Retail media, one of the most profitable revenue streams for large retailers, faces harder arithmetic. Its revenue comes from surfaces the agent skips, such as sponsored slots, banners, and promoted listings that lose value when a machine assembles the shopping cart. Forrester predicts agentic commerce will cut retail-media ad sales by a fifth in 2026. The pain compounds because the market is already lopsided, with Amazon and Walmart together commanding roughly 84% of US commerce-media spending, which leaves a long tail of networks built on on-site display with the most to lose and the least leverage.

The path forward is to move from selling placement to selling influence. What a retail media network ultimately owns is the first-party purchase data underneath the banner ad. As agents are searching for signals to rank products, this data becomes more valuable.

Those retail media networks that survive will license this data and compete for position inside the recommendation itself, trading click-through rate for a new form of currency, the rate at which an agent’s choice can be influenced.

The second step is to move back into areas that an agent cannot reach. Retailers should also protect the physical and in-store touchpoints that agents cannot easily access. No algorithm is intercepting a shopper halfway down aisle seven. In-store screens and shelf-level media remain, for now, out of the machine’s reach.

The Infrastructure Has an Order

None of this works without the right infrastructure foundation. Each layer needs to be built in sequence so that subsequent layers can be built upon it.

Structured Product Data. If an agent cannot understand structured product data, it cannot confidently select a product. Inventory, pricing, delivery, and returns need to be accessible through clean APIs (the new SEO), which are quickly becoming a new form of commerce visibility.
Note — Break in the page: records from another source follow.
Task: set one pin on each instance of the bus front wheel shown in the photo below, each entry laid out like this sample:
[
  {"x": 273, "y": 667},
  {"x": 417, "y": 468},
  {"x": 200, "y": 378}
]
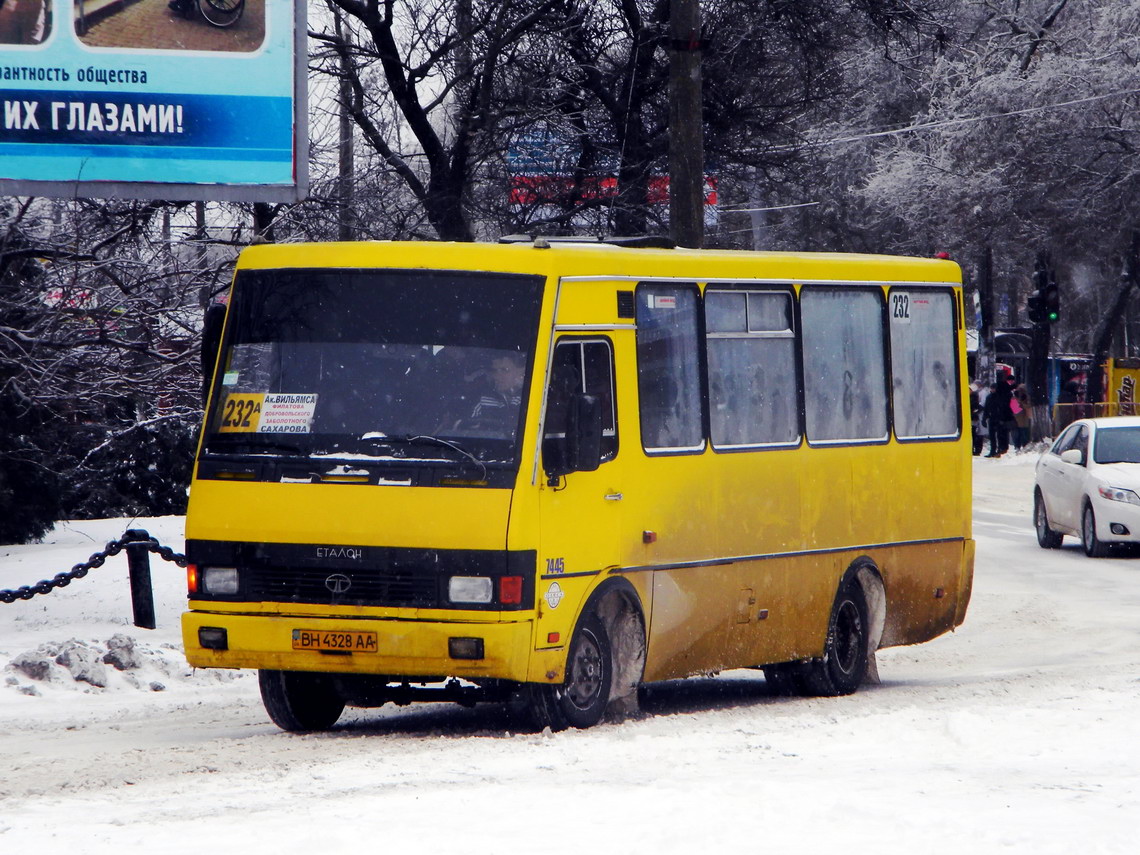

Interoperability. There are several interoperability protocols, such as Anthropic’s Model Context Protocol (MCP), the agentic commerce protocol developed by OpenAI and Stripe, and Visa’s Trusted Agent protocol. They are moving from lab testing to pilot testing. Retailers can start testing now or retrofit later.

Agent Identity and Authorization. Controls used for preventing fraud when using human interaction with button presses are completely inadequate for a machine that acts based on its own mandates. The signed authority required for each transaction, along with tokenized credentials and verification of the Agent, are essentially the tolls that must be paid for every transaction.

Agent-legible Loyalty. When a retailer becomes visible to an Agent, either because they were able to find them or become trusted, they also want to be preferred over others. All of the loyalty mechanisms listed above are readable by the Agent and defendable by the brand.

Fulfillment as a Ranking Factor. Agents rank on speed, reliability, and cost. Any delivery promise made by a retailer that it can actually keep is now a marketing asset rather than simply a logistics footnote.

Governance. Decisions must be auditable. Human escalation paths must be clearly defined. Compliance requirements, including obligations under the EU AI Act, need to be built into the operating model. This is the final piece needed to allow all of the elements below it to grow/expand at full speed without creating legal problems.

If any of these steps are skipped, the previous levels remain stranded, i.e., agents may not find the retailer, transact with it, trust it, repeat business, or scale.

This Belongs on the Board Agenda

One option available to the incumbent retailers is to pass responsibility for implementing this downstream and come back to it after the first year. But that would be a mistake. Leading retailers are already moving, for example, within one quarter, Walmart, Target, and Etsy wrote themselves into all the major assistants that exist today.

The retail stores that ultimately prevail will continue to maintain two front doors for their machines, one for the machines now arriving in massive quantities, and another for those humans who still wish to walk in. Customers are already beginning to adopt agents. The question for retailers is whether agents will adopt them.